(Please also see the main blog
page, with all entries.)
08 May 2013
We've
previously posted
on the relationship between age and vocabulary size for native speakers.
But now that it's almost two years later, and we've collected more than
five times as much data, it's time
to revisit the graph.
The overall shape hasn't changed, of course (it's just smoother),
but with so much more participation,
we can now calculate not just median vocabulary levels per age, but also
various percentiles as well. This gives a better idea of the
distribution of vocabulary sizes among survey participants. So here
is the crown jewel of our results:
To give you an idea of just how much data is compressed into this
single graphic, there are over 20,000 respondents which alone make up
just the single age of 21, with over 2,000 for each
point in the percentile lines.
Now, remember that these percentiles are not for the population
as a whole, but rather just those who have taken the test online.

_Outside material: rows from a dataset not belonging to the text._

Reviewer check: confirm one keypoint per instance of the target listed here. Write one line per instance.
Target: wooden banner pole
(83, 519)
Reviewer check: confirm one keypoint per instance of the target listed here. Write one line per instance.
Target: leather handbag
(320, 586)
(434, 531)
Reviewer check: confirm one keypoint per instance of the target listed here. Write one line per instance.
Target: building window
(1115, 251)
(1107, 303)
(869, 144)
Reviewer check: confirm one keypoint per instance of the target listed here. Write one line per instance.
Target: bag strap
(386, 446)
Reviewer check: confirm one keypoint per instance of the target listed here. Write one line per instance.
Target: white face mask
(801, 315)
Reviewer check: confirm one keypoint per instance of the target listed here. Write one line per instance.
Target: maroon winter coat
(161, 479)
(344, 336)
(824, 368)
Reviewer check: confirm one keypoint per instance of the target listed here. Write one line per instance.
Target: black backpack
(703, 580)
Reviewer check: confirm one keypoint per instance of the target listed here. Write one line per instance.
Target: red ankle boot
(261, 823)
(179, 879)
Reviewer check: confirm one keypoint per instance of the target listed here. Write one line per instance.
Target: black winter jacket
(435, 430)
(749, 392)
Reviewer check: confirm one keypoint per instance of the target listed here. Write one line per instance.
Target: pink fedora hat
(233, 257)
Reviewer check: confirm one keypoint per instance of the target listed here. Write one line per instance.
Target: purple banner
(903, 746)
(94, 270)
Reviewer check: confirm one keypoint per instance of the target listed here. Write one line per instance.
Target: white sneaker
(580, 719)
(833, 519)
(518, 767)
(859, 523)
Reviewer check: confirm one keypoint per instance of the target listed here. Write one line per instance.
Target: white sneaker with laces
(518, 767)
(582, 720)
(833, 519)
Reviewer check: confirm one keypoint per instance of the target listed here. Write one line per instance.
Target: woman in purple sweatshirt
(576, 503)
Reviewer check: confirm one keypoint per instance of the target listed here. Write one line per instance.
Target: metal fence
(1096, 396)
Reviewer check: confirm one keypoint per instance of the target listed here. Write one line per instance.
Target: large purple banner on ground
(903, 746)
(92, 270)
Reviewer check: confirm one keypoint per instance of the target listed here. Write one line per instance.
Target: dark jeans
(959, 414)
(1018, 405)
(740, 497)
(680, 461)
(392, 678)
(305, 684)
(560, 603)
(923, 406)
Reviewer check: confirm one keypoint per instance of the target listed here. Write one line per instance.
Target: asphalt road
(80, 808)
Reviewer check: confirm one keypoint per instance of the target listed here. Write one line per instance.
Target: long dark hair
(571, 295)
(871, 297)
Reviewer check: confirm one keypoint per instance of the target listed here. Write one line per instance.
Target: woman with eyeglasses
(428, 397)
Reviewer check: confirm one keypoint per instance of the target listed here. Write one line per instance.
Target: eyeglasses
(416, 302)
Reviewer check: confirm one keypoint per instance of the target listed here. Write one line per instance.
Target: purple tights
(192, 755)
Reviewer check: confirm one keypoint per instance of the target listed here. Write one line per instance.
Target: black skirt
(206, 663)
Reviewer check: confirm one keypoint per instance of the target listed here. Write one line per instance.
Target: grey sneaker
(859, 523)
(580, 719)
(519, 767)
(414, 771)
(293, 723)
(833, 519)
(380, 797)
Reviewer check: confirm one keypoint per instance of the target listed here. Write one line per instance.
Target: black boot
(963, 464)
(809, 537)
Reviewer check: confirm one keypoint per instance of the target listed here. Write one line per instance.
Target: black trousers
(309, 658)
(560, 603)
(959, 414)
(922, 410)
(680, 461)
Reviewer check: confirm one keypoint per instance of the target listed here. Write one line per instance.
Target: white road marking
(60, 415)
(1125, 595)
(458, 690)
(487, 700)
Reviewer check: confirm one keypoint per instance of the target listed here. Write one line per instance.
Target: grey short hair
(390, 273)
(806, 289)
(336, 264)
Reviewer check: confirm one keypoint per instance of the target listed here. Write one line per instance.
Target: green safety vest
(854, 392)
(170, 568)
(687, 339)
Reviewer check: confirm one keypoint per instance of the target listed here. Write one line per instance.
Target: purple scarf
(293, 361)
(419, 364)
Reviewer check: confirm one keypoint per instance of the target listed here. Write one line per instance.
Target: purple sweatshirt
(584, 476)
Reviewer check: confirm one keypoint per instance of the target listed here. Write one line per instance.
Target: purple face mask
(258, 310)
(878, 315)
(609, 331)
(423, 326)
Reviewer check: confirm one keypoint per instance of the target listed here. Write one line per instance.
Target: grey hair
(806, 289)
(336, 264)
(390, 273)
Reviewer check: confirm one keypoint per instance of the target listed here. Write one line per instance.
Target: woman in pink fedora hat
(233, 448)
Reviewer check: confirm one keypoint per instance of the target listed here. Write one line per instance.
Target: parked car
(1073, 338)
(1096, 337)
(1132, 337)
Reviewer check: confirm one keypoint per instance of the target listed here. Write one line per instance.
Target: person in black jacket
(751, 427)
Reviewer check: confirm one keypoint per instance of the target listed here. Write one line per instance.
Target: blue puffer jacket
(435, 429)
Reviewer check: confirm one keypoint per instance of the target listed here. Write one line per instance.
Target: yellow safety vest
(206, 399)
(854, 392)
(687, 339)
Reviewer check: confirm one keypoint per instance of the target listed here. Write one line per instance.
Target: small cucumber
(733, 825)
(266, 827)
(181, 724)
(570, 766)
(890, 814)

Comparing with self-reported SAT scores from previous analysis,
overall participation is in roughly the 98th percentile of the American
population as a whole — it is apparently a very "elite" group of
people who spend their time taking vocabulary tests on the Internet!
But regardless, it's fascinating to see how test-takers age 50, for example,
range from slightly over 20,000 words (10th percentile), to slightly
over 30,000 words (median), to nearly 40,000 words (90th percentile).
(You'll also notice how we've cut off some of the percentile lines, restricting
them to only a subset of ages. This is because data was too noisy in these
areas.)